Sound effects that make sense to the ear are lacking. Yes, when items hit your shield they clank, but there is almost no indication that a creature has successfully hit you and caused you damage, unless you are virtually watching your life meter like a hawk. Sometimes, you can literally be bombarded by approaching enemies, causing the game to come to an abrupt end, with an almost immediate continue screen to present that you have failed and must try again.
In the co-released game, "Link: Faces of Evil", an emasculated Link is the hero, and must travel to the Island of Koridai, defeat the "Faces of Evil", and destroy Gannon. In this game, both the King and Link have gone missing, and Zelda herself must take up arms as she seeks to find and free them on the Island of Gamelon. This is, of course, a MAJOR departure from the series as a whole, a series in which Link is the primary playable character and hero of the tale in every official instance, and in which Zelda always acts as a non-playable character pivotal to the overall mission at hand. This seems to be a change that only Nintendo itself could get away with, and even then only with Miyamoto's vision behind it. It doesn't help that this game has already so heavily departed from anything resembling a Zelda game by turning the formula into a side-scrolling platformer. I have seen some apologists describe this game as being in the same vein as "Zelda II: The Adventure of Link", but I think such comparisons are banal at best. "Zelda II" is a masterpiece even with its attempt to reinvent the series at its wake, combining both overhead map exploration with side-scrolling battle scenes and complex side-scrolling palaces that are worthy of the Zelda name. This game doesn't come close to achieving the same thing with its mediocre (to downright abysmal) formulaic approach.
That both of these games continually appear on lists of the worst games ever developed in the history of the gaming industry, with "Zelda: Wand of Gamelon" ranking more often than not in the number 1 spot, is one of the great paradoxes in that industry. If Zelda masterpieces like "A Link to the Past" and "Ocarina of Time", often referred to as the greatest games of all time, are demonstrations of what to do right in a game of this sort, then "Zelda: Wand of Gamelon" and "Link: Faces of Evil" are certainly archetype examples of what to do wrong. We don't have to imagine a world where games from the single greatest action-adventure series in history rank both among the best and worst in history. We live in that world! For better or worse, its the legacy Nintendo has been left, as the company was virtually forced to watch their lovechild series taken apart by developers who had less interest in building on it than exploiting it with cheap gimmicks and uninspired game play.
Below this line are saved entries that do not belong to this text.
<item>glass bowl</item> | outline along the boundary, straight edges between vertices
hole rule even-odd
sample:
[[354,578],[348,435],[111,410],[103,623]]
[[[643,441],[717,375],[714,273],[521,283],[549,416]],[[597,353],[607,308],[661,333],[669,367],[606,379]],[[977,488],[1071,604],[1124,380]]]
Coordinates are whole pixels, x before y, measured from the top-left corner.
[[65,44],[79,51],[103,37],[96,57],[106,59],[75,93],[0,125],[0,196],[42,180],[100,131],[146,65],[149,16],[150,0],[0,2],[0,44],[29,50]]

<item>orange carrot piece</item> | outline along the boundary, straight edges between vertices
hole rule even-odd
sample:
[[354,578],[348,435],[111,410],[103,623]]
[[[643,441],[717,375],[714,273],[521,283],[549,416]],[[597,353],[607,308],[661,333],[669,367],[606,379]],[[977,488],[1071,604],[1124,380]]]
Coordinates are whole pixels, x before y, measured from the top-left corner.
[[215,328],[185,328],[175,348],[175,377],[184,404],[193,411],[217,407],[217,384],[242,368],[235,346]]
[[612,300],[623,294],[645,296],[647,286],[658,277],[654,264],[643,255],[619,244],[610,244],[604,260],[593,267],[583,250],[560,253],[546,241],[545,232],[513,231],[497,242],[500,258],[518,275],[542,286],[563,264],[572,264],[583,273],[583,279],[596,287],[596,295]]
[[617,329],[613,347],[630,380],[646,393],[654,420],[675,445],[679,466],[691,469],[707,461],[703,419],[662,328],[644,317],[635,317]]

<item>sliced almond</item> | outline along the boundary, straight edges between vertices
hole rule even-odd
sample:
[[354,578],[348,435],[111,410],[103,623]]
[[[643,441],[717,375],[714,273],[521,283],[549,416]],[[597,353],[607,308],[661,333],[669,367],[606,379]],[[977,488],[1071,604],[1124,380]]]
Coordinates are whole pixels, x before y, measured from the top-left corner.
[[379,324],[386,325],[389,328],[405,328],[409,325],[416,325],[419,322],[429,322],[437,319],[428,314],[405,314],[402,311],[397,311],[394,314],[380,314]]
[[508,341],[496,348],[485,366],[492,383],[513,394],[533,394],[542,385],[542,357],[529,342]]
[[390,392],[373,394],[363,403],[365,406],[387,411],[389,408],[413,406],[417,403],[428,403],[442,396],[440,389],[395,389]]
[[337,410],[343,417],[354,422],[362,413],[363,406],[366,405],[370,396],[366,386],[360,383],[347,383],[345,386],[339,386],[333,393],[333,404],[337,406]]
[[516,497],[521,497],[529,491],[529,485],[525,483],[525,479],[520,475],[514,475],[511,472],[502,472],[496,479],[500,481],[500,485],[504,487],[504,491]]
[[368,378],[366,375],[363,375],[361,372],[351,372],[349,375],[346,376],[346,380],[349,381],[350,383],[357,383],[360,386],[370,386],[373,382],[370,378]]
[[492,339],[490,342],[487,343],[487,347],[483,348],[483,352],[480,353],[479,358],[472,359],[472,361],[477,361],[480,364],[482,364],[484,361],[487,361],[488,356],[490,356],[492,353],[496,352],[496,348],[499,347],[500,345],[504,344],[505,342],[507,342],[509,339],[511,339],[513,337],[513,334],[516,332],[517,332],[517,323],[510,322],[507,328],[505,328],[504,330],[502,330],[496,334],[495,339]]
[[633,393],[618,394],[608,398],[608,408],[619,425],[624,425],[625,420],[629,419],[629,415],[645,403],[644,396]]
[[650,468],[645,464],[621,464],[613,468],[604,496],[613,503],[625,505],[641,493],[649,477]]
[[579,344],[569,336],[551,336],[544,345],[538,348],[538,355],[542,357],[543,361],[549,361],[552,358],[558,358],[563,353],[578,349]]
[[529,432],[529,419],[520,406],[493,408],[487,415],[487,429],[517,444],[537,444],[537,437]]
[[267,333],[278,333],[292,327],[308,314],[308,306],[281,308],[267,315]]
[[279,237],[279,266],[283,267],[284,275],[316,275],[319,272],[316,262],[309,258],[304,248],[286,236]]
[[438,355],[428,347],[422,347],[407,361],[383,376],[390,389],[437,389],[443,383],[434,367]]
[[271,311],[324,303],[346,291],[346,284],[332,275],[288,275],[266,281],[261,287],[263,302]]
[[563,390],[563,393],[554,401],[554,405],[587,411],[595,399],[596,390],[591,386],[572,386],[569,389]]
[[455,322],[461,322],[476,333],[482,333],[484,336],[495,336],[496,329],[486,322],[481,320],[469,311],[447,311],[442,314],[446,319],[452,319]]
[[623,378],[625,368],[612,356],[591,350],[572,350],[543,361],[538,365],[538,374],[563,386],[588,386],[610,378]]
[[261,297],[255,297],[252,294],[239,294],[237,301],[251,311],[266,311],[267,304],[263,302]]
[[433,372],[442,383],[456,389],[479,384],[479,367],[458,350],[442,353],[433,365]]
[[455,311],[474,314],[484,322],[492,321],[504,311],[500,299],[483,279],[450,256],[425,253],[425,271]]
Thankfully, Nintendo has moved beyond this failure to protect its interests, and though it has allowed other development studios to create titles in the series (such as Capcom's Flagship studio, which has developed at least three fantastic hand-held titles), it has been much more careful at choosing developers who understand the mythos and game elements of the series, and who have the demonstrated ability to make games worthy of the legendary title.